Despite the nostalgic rambling, the point of this story is that I learned a lot about working, and ultimately about education which led to me pulling the plug and quitting Nexus:
– If you love what you do then the term “hours worked” don’t really apply
– There’s merit in doing things you’re shit at if you actually learn from it
– Don’t turn up hungover wearing a John Deere cap and a musty flannel to interview Jacinda Ardern
– Nexus horoscopes are the only reliable source of personal guidance
– Flatmates who go out of their way to bring you subway at work on a production night are marriage material
– iMac’s are worse for your health than any fungal infection from the uni lakes
– I’m not as good a drinker as I thought I was
– There’s a big ol’ rat lab on campus and they don’t want you to know
Mostly though I learned two things. I learned that there is some real value in someone confidently investing in you. Even when you’re blatantly faking it. It took me about 18 months to actually prove that I had any sliver of mediocre talent, but it’s the fact that people saw it and stuck through the troves of shit while I found it. That same confidence I got from Nexus allowed me to be comfortable in my dream job – for about five minutes. Sitting pretty on a 40 hour contract with the WSU, a job that I loved, and then I quit, with their full support, to move to the UK.

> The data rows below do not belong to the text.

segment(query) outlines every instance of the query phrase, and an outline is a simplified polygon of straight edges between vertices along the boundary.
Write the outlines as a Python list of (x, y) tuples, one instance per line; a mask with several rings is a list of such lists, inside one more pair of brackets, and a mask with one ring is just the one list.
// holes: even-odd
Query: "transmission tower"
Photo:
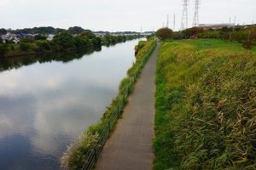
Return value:
[(199, 25), (199, 0), (195, 0), (195, 13), (193, 20), (193, 27), (196, 27)]
[(183, 10), (182, 16), (181, 30), (188, 28), (188, 3), (189, 0), (183, 0)]
[(174, 15), (173, 15), (173, 31), (175, 31), (175, 24), (176, 24), (176, 16), (174, 14)]
[(166, 28), (169, 28), (169, 14), (167, 14)]

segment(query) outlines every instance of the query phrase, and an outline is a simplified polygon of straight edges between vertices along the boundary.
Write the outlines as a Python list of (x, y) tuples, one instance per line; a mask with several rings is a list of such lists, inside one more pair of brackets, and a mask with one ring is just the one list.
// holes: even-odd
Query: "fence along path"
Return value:
[(107, 141), (96, 170), (153, 168), (155, 66), (159, 45), (137, 79), (123, 116)]

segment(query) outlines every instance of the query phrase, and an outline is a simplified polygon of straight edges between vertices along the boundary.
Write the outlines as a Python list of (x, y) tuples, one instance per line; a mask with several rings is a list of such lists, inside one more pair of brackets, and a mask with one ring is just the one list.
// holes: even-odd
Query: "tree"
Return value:
[(5, 55), (7, 52), (8, 52), (8, 45), (4, 43), (0, 44), (0, 56)]
[(46, 37), (41, 34), (38, 34), (35, 36), (35, 40), (46, 40)]
[(30, 49), (30, 45), (28, 43), (21, 42), (20, 44), (20, 48), (21, 51), (28, 51)]
[(73, 27), (69, 27), (67, 31), (70, 34), (80, 34), (84, 31), (84, 30), (82, 27), (79, 26), (73, 26)]
[(7, 31), (4, 28), (0, 29), (0, 35), (5, 35), (7, 33)]
[(61, 32), (54, 37), (53, 42), (61, 47), (62, 49), (74, 48), (74, 39), (73, 35), (67, 31)]
[(155, 35), (160, 40), (166, 40), (172, 37), (173, 31), (169, 28), (160, 28), (155, 32)]
[(96, 37), (96, 35), (90, 30), (85, 30), (79, 36), (89, 39)]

Why? Well if this was complete bullshit I would tell you I got a dream job at the BBC or ITV. But the truth is I moved to Ireland on nothing more than a vague promise that I could redesign some websites for Wagyu beef farms. At that point, I was trading in my first dream job for the craic, and occasional work on what is basically farmer porn. I guess it was years of grinding through countless hours of embarrassing articles, barely scraping through political interviews, and attempting to MC a range of events while dripping with nervous sweat that left me with the experience to talk my way into the big ol’ corporate world of cancer research. I’m not sure if this is my dream job either, or if I’ll ever have it as good as I did at uni, but the one thing I am absolutely sure of is that if I’d just stuck to lectures, tutorials, and the bare minimum that university offers, there’s a better than even greater chance I’d still be stuck making another ‘Double Superstar with Cheese Medium Combo with an Oreo Shake’. I also learned that starting every day with Lift Plus and a pie left me looking like Lewis Capaldi with a thinning mop on top. But I’ll be honest, I had to leave Nexus to learn those lessons.